第10話 王妃 4

「私は王妃でありながら、こんなにも体が弱い。おそらくもう長くはないでしょう」

 女官たちが色めき立つのを、手を上げて制すると続けた。

「お客様にこんなお話をするのもどうかとは思いますが、ここしばらく、私はあなたたちの元気に遊ぶ姿を部屋から眺めてました。とても可愛らしくて、微笑ましくって・・・・・・。今日は無理を言ってここまで連れて来てもらったのです」


 王妃の部屋は、この館の最奥なのだが、病状の悪化から、少しでも眺めの良い中庭の見える部屋に移り住んだのだ。

 もう魔導師も医者も薬師もどうにもできないぐらいに病は篤かったのだ。

 もっとも、エレスでは医者の技術も知識もかなり水準は低い。

 にもかかわらず、魔法は病に対しては効果が無い。

 それに、王妃は生まれつき病弱だったので、この年まで生きている事の方が奇跡とも言えた。

 だから、余計な心配を与えぬようにと、ルシオールたちの事も王妃には伏せられていた。

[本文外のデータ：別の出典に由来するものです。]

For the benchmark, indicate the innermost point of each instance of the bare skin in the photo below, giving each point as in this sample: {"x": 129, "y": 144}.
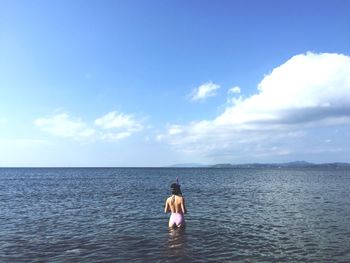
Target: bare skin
{"x": 175, "y": 204}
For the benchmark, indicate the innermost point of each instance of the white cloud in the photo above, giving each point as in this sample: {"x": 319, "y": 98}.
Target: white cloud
{"x": 204, "y": 91}
{"x": 64, "y": 126}
{"x": 111, "y": 127}
{"x": 115, "y": 120}
{"x": 23, "y": 142}
{"x": 234, "y": 90}
{"x": 117, "y": 126}
{"x": 309, "y": 90}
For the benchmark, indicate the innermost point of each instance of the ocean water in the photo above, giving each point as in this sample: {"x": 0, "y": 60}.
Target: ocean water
{"x": 116, "y": 215}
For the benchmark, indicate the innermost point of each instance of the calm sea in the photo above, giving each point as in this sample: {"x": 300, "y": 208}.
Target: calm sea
{"x": 116, "y": 215}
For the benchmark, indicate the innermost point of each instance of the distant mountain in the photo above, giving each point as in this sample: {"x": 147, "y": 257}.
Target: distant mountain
{"x": 296, "y": 164}
{"x": 189, "y": 165}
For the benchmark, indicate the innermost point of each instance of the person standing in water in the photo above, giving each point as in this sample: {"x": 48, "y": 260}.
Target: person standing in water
{"x": 176, "y": 205}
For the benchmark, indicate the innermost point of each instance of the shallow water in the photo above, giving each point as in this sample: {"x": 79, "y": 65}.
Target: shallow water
{"x": 116, "y": 214}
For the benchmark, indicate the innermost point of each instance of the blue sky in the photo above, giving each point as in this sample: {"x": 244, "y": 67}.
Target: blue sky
{"x": 154, "y": 83}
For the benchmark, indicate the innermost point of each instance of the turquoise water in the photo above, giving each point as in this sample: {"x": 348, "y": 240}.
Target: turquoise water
{"x": 116, "y": 215}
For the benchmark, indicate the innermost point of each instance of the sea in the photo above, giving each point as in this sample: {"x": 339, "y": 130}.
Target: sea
{"x": 117, "y": 215}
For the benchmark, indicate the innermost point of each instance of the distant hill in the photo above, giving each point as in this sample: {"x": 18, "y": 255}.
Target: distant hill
{"x": 189, "y": 165}
{"x": 296, "y": 164}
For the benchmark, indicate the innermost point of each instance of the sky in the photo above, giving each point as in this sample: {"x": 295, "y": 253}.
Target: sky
{"x": 156, "y": 83}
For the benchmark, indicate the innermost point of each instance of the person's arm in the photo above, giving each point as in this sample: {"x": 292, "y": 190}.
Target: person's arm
{"x": 166, "y": 206}
{"x": 183, "y": 206}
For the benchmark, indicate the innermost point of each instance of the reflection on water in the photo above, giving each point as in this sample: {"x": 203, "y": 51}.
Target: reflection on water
{"x": 116, "y": 215}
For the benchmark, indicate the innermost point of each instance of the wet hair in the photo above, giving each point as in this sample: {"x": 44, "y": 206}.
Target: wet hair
{"x": 175, "y": 189}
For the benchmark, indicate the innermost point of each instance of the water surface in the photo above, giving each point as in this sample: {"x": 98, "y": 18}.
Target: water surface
{"x": 116, "y": 214}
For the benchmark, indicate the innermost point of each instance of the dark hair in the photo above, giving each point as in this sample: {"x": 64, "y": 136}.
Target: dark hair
{"x": 175, "y": 189}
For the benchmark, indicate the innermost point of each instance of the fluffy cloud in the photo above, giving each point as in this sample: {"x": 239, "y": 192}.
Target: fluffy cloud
{"x": 64, "y": 126}
{"x": 234, "y": 90}
{"x": 112, "y": 127}
{"x": 115, "y": 120}
{"x": 204, "y": 91}
{"x": 309, "y": 90}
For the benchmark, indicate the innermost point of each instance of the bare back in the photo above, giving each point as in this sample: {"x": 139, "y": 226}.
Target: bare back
{"x": 175, "y": 204}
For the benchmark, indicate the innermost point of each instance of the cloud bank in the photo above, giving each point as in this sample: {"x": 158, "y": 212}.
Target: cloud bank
{"x": 113, "y": 126}
{"x": 204, "y": 91}
{"x": 307, "y": 91}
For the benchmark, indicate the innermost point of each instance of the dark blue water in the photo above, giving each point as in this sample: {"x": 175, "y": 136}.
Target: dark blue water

「私は子を持てませんでした。ですから、この子を近くで見たかったのです。とても可愛らしい元気なこの子を・・・・・・」

 王妃の声に陰りが生まれる。

「この子に会って良かったと思います。でも、不思議ですね。少し後悔してます。私も子どもを持ちたかった・・・・・・。この子のように元気な子を」

 女官の中には瞳を潤ませるもの、嗚咽を漏らす者もいた。

「どうしたのだ?」

 ルシオールが首を傾げて蛍太郎に訊ねる。それを「静かに」と言って制する。


「私には時間がない・・・・・・。子どもを産むだけの体力も残されていない。そう思うと残念です」

「時間がないのか?」

 ルシオールが王妃の前に立つ。王妃はルシオールの手を取ってニッコリとほほ笑んだ。

「ごめんなさいね。あなたのせいじゃないのよ。可愛らしいあなたに会えた事はとっても幸せだわ」

「時間がないのか?」

 ルシオールは蛍太郎を振り返った。蛍太郎は小さく頷いた。王妃に対して激しく同情している。王妃の切なさは、妹のほたるを守れなかった自分の切なさと通じるものがあるように思えたからだ。

「時間が欲しいのか?」

 ルシオールが訊ねる。王妃はキョトンとしたが、すぐに頬笑みを浮かべて答えた。

「そうね。子どもが産めるくらいの時間と体力があれば、もう充分よ」

「わかった」


 ルシオールがそう言った瞬間、世界の様相が一変した。世界から色が消え、白と黒の二色だけになった。空気が個体になったように体が動かなくなる。

 その変化は一瞬だった。瞬きするよりもはるかに短い一瞬だったがとても長く感じた。色が戻った世界の中でも、大気はいまだに動揺しているのか、肌にピリピリとした緊張を感じさせた。

 蛍太郎も、リザリエも、王妃も放心状態だった。女官の中には気を失う者もいた。

 館の内外も大騒ぎになった。

 そして、時間を置かずに装備で身を固めた兵士や魔導師たちが中庭に駆けつけてきた。

 今の異変の元凶は「深淵の魔王」によるものである事は容易に想像がついたのだろう。「深淵の魔王」に対して何か対抗する事が出来るわけではないのだが、放置しておくわけにもいかず駆け付けたようだった。


 そんな中、王妃が急に立ち上がった。

「そんな・・・・・・。信じられない!」

 王妃が叫ぶ。

「体が・・・・・・軽い。世界が・・・・・・温かい」

 見ると王妃の顔色が鮮やかな褐色となり、表情や声にも力がこもっていた。

 ジーンが駆けつけ、王妃を見つけるとすぐに駆け寄り、その手を取る。

「御無理をなされますな。お部屋にお戻りください、王妃陛下」

 女官たちを叱るような眼で見る。しかし、王妃の表情の変化に気づき、その動きを止めた。

 そこへグラーダ王も到着した。そして、ジーン同様王妃の変化に驚きの表情を浮かべる。

「そなた、病はどこへ飛んで行ったのかな?」

 その王の問いに、王妃は今までに無いような闊達かったつな笑顔で答えた。

「そこの可愛らしいお方が、時間の隙間に隠してくださったのです」

 全員の注目がルシオールに移った。しかし、ルシオールはすぐに蛍太郎の後ろに隠れてしまった。蛍太郎も何が起こったのかさっぱり分からないでいたが、王妃だけはすっかり理解していた。